By Harry McCracken | Tuesday, May 18, 2010 at 8:00 am
It looks sort of like a Segway that’s developed anthropomorphic characteristics. It’s really a high-quality videoconferencing system on wheels. It’s called QB, and if startup Anybots is successful, it could be coming soon to the conference rooms, offices, and hallways of businesses everywhere.
QB is a “remote presence robot”–a remote-controllable puppet designed to be the eyes and ears of telecommuters, workers in branch offices, and others who collaborate with people in an office when they aren’t in the office. As with Willow Garage’s experimental Texai robots, a telecommuting worker can use QB as an in-office doppelganger, maneuvering it around to attend meetings, drop into the offices of colleagues, and otherwise interact in ways that go beyond what’s possible with ordinary videoconferencing equipment or speakerphones.
Anybots founder Trevor Blackwell told me that Anybots initially wanted to build a more elaborate, dexterous robot who was capable of picking up and manipulating objects. After experimenting, though, the company decided to keep it simple. QB has no arms or hands. Cameras in its eyes capture video; speakers and microphones let it relay sound back and forth; an LCD in its forehead can display a still image or video of the remote colleague; a laser pointer gives it the equivalent of a virtual finger to jab at things. And the wheels let it scurry around a workplace as long as stairs aren’t involved. (Blackwell says that he envisions companies with multiple floors keeping a QB on each level.)
Blackwell says that Anybots tried to make sure that QB wasn’t too cute and humanized, for fear that workers would start to identify it (him) as an individual with its own personality. Having seen a QB test unit in action, though, I know this: It’s adorable.
The bot gets six to eight hours of life on a charge according to Blackwell, and docks for recharging at night. It weighs thirty pounds, and its heads is on a manually-adjustable telescoping rod. (Scrunch it down, and you can buckle up QB in a car seat for easy transportation.)
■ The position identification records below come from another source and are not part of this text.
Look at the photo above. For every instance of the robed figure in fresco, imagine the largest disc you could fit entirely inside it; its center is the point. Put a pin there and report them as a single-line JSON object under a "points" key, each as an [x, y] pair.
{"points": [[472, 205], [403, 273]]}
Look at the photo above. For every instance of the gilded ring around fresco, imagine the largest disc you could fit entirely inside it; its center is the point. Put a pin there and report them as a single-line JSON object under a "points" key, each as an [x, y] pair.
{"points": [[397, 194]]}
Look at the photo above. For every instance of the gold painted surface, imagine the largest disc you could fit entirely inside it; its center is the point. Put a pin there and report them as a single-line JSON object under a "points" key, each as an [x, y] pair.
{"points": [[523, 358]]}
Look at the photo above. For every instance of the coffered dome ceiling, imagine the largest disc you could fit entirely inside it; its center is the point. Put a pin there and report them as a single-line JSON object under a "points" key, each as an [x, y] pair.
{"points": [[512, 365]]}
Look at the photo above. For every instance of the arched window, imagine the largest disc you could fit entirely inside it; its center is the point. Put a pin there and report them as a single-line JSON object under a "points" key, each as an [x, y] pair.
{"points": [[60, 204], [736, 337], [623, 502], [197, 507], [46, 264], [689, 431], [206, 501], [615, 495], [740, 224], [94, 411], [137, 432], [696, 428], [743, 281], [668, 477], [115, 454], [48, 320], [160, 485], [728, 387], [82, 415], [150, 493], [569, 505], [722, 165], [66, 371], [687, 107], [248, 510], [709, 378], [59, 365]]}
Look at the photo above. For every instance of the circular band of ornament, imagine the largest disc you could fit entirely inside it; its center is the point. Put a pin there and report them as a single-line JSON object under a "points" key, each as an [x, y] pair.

You control QB in a Web-based application that shows you what it sees and lets you direct it around simply by pressing your computer’s arrow keys. That sounds crude and imprecise–a recipe for QB scraping doorways or accidentally head-butting its coworkers. But a built-in laser rangefinder helps compensate for sloppiness on your part and prevent QB from whacking into walls and humans. When Blackwell let me drive a QB a bit, I found that getting it to go where I wanted was surprisingly effortless. The video quality looked good, too. (Blackwell says that getting it to stream smoothly with almost no latency was trickier than building the bot.)
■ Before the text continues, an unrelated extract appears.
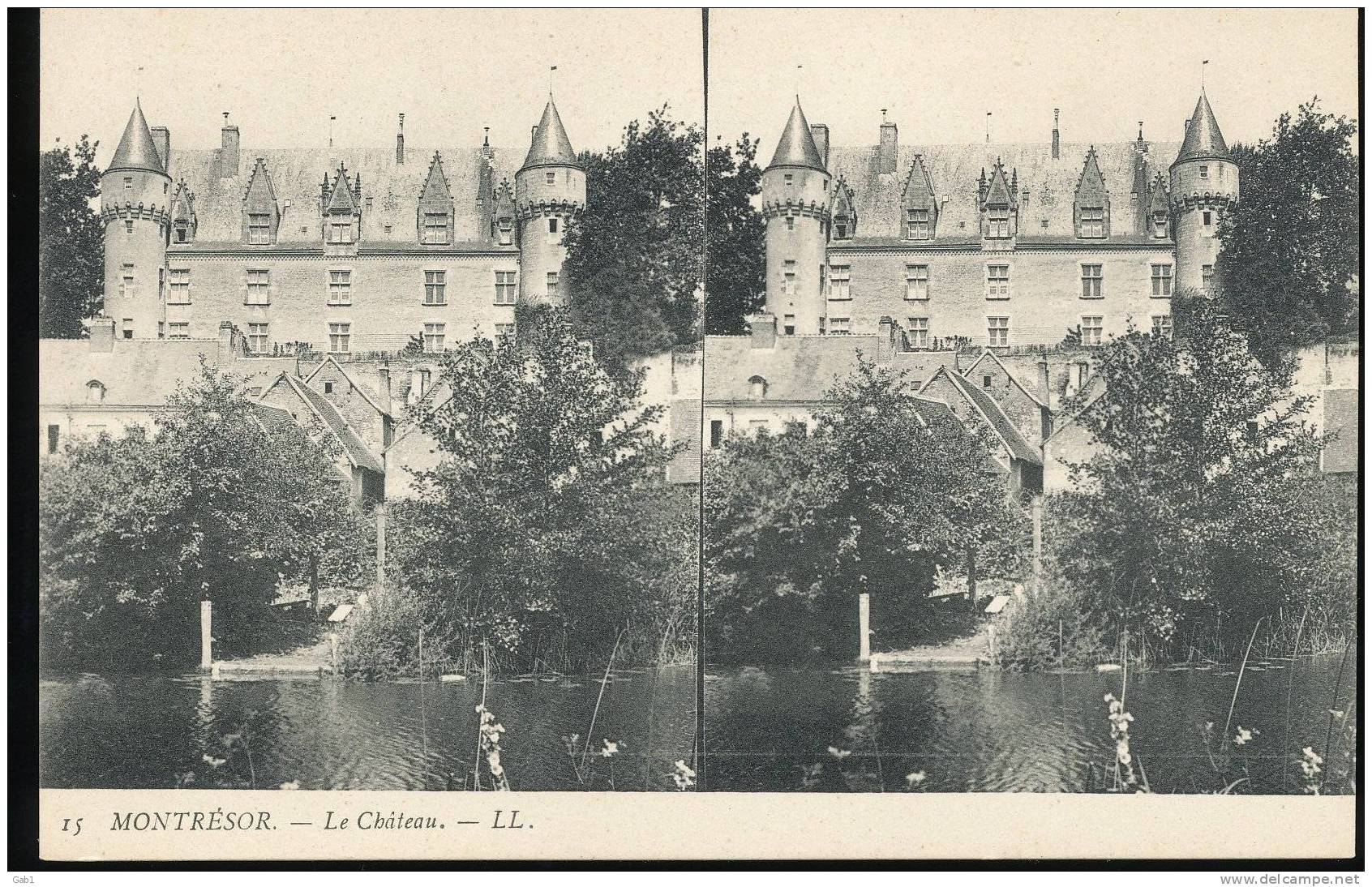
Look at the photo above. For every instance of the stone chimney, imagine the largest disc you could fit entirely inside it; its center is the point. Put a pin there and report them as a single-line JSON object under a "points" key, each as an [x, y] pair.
{"points": [[102, 335], [763, 328], [888, 148], [819, 132], [229, 151], [162, 140]]}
As someone who spent a lot of years in a small branch office, collaborating with coworkers who were mostly on the other side of the country, I’m fascinated by the idea of QB, and I think I could have found one useful. It’s the sociology, not the technology, that’s most fascinating–will workers adjust to the idea of one or more droids being part of everyday life at the office? We’ll start to find out this fall, when the first QBs are scheduled to ship. They’ll cost $15,000 apiece; that’s not peanuts, but as Blackwell points out, neither is the more mundane high-quality videoconferencing equipment which this robot might replace.